At least one large unplanned outage combined with the planned outages meant six of the state’s 14 refineries were not operational for part of the month, said Shupe.

“Unfortunately, California experienced an unusual supply crisis in September,” he said.

But Hochschild said in his letter to refinery executives that the explanation didn’t add up. 

“According to our experts and outside experts we consulted, those events alone do not adequately explain the significant increase in retail prices in California,” he wrote. “Historically, refineries have planned ahead to maximize inventories prior to planned maintenance activities to avoid price shocks. But this year, refineries have allowed gasoline inventories to drop over the past several weeks to below the bottom of the seasonal five-year high-low band.”

Energy commission spokeswoman Lindsay Buckley said Wednesday that some refineries have responded, but declined to provide the responses while they are reviewed. 

Industry representatives and market analysts note California is a domestic energy “island,” with all of its supply either produced from in-state oil fields or imported from other countries. There are no oil pipelines from Texas or Oklahoma, for instance, meaning any domestic imports would have to make high-cost trips through the Panama Canal.
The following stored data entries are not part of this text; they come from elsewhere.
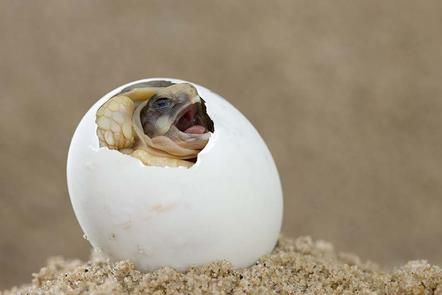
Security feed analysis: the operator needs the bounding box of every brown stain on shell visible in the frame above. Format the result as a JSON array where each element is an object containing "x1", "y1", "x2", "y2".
[{"x1": 150, "y1": 203, "x2": 177, "y2": 213}]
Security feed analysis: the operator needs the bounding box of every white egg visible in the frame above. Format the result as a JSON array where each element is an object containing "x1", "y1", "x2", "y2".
[{"x1": 67, "y1": 78, "x2": 283, "y2": 271}]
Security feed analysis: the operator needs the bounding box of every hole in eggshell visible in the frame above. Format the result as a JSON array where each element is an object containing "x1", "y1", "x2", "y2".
[{"x1": 95, "y1": 80, "x2": 215, "y2": 168}]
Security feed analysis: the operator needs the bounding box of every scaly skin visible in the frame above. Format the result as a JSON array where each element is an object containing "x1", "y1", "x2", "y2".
[{"x1": 96, "y1": 95, "x2": 135, "y2": 150}]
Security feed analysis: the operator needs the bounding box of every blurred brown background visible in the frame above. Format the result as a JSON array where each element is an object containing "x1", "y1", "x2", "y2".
[{"x1": 1, "y1": 0, "x2": 442, "y2": 289}]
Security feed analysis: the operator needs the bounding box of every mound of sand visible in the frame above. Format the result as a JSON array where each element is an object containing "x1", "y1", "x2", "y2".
[{"x1": 3, "y1": 236, "x2": 441, "y2": 294}]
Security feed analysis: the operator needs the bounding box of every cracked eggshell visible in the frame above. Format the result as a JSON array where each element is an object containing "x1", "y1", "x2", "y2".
[{"x1": 67, "y1": 78, "x2": 283, "y2": 271}]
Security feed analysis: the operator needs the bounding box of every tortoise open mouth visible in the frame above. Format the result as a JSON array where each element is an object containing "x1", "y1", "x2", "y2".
[{"x1": 174, "y1": 103, "x2": 213, "y2": 135}]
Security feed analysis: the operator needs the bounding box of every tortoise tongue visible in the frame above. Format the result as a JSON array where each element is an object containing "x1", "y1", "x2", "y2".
[{"x1": 185, "y1": 125, "x2": 206, "y2": 134}]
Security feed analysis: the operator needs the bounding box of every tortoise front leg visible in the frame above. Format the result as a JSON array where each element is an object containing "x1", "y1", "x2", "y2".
[{"x1": 96, "y1": 95, "x2": 135, "y2": 149}]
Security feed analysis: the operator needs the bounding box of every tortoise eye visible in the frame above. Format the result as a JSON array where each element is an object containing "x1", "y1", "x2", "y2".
[{"x1": 152, "y1": 97, "x2": 174, "y2": 110}]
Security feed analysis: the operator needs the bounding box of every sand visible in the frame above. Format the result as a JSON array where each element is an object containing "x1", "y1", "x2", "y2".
[{"x1": 2, "y1": 237, "x2": 441, "y2": 295}]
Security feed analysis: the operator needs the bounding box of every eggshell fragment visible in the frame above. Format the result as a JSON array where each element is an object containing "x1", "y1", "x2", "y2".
[{"x1": 67, "y1": 78, "x2": 283, "y2": 271}]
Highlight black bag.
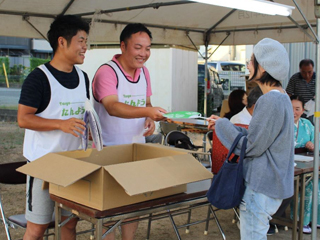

The state will likely not be hit as hard by OPEC’s declaration on Tuesday that it will tighten supply, with cargo ships loaded with gasoline products from other countries set to arrive in coming days and weeks at ports along the West Coast, said Shupe and De Haan. That could bring relief to Oregon and Washington state drivers too.

Borenstein said while elected officials and journalists pay attention for a short while when prices rise sharply, in-depth research has been done by him and others on needed policy and other structural changes, especially as the state transitions to electric vehicles, but it’s largely been ignored to date.

California pump prices could fall to below $5 a gallon again, said De Haan, barring further complications. Shupe said he’s hopeful prices will be far lower for Thanksgiving and Christmas travel. But, he advised travelers not to forget that simple automobile maintenance, like properly inflating tires, can also save big money.